The privatisation of the company started after the GDR published its Directive on converting state-owned combines, companies and facilities to stock companies on 1 March 1990. The company was converted into a GmbH (limited liability company). Business continued to be conducted under the company’s Kranbau Eberswalde GmbH name. In 1991 the slewing crane product range was extended to include container loading equipment and hydraulically operated balance cranes in 1992.

The Treuhandanstalt (the government responsible for privatising concerns owned by the East German government) sold Kranbau Eberswalde GmbH in 1994 to Vulkan Kocks GmbH. The company then became a member of Bremen-based Vulkan AG and was renamed Vulkan Kranbau Eberswalde GmbH. In 1996 the workforce numbered just 239 people. In 1996 Vulkan AG went into receivership and Vulkan Kocks GmbH was taken over by Kirow Leipzig AG in 1997. The company was then called Kirow Leipzig KE Kranbau Eberswalde GmbH.
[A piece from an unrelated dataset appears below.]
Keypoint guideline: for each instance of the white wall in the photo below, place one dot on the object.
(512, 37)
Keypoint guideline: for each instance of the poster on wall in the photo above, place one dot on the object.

In 2000 Kranbau Eberswalde was merged with the mechanical engineering company Kirow Leipzig Rail & Port AG and it continued operating under the name of KE Kranbau Eberswalde AG. In the same year the company was awarded the Berlin-Brandenburg Innovation Prize for developing the feeder server, the world's first mobile container bridge. In 2002, the company celebrated its 100th anniversary. In 2008 the company returned to its original family name of Ardelt and is now officially called Kirow Ardelt GmbH.